What does Paul mean?

Romans 7:7 “What shall we say then? Is the law sin? God forbid. Nay, I had not known sin, but by the law: for I had not known lust, except the law had said, Thou shalt not covet.”

What I highlighted in red in both of those verses ties together. And what I highlighted in green in both of those verses ties together.

In other words:
“I was alive without the law once (and therefore did not see that I was a miserable man) because I did not know sin so as to know fully what I was doing.”

“But when the commandment of the law came, my consciousness of sin revived, thus I became responsible and I died.”

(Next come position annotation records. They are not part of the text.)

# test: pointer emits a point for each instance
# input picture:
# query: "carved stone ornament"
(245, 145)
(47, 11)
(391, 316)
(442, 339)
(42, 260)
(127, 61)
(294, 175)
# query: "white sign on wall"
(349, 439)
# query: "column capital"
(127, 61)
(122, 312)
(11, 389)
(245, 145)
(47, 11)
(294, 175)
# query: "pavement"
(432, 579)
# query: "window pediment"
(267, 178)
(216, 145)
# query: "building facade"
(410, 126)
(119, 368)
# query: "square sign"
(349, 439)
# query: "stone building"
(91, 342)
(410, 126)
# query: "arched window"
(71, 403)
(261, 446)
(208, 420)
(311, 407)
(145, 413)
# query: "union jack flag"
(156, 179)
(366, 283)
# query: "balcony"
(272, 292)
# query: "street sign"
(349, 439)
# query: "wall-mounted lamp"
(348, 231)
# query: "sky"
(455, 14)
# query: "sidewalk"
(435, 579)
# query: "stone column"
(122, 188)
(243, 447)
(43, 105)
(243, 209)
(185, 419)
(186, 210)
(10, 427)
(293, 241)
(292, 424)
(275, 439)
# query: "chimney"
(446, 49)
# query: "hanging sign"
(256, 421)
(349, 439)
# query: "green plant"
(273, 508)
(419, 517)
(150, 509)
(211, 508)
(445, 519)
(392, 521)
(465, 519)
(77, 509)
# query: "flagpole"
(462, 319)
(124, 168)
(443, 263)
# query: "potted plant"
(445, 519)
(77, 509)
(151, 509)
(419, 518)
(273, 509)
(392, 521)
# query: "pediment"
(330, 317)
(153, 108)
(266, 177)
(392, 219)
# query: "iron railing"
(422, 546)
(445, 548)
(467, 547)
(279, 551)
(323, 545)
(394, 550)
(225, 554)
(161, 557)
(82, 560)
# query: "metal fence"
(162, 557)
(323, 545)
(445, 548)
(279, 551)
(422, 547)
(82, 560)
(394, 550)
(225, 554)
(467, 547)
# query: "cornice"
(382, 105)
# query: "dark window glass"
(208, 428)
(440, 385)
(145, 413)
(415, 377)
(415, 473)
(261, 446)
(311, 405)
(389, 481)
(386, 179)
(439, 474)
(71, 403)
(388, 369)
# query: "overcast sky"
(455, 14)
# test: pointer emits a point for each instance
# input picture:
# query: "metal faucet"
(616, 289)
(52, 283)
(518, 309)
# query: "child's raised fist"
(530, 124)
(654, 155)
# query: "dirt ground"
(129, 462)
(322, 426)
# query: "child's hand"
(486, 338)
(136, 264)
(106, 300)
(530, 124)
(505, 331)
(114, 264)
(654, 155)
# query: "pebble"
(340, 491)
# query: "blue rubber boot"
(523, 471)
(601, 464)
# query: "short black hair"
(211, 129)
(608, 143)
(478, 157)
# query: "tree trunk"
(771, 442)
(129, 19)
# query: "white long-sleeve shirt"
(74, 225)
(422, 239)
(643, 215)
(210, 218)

He became that (Romans 7:24) “O wretched man that I am!” now seeing the mechanics of sin that he had let work in him through his ignorance and fleshly focused mind.

Romans 8:6 “For to be carnally minded is death; but to be spiritually minded is life and peace.”

You may perhaps remember Paul telling why God had mercy upon him though he persecuted Christians and lead many to their death? He said God had mercy on him because he was blind. He was ignorant of what he was doing and therefore God did not count it against him but instead had mercy.

Paul is speaking here of that same principle.

Once he was made aware of the full gravity of concupiscence and the many ways it works its evil in a man he was accountable to God for doing it but that did not automatically teach him how not to. And he needed someone that could teach him how not to.

Thanking God for the patience of grace given us in Christ so that we have time and opportunity to learn, Paul declared:

Romans 7:25 "I thank God through Jesus Christ our Lord. So then with the mind I myself serve the law of God; but with the flesh the law of sin."

Yes, recognizing that it would take time, Paul humbly admitted that it would take a while to overcome those fleshly tendencies and conquer sin after the model of Christ. That is what he meant when he said, "So then with the mind I myself serve the law of God; but with the flesh the law of sin."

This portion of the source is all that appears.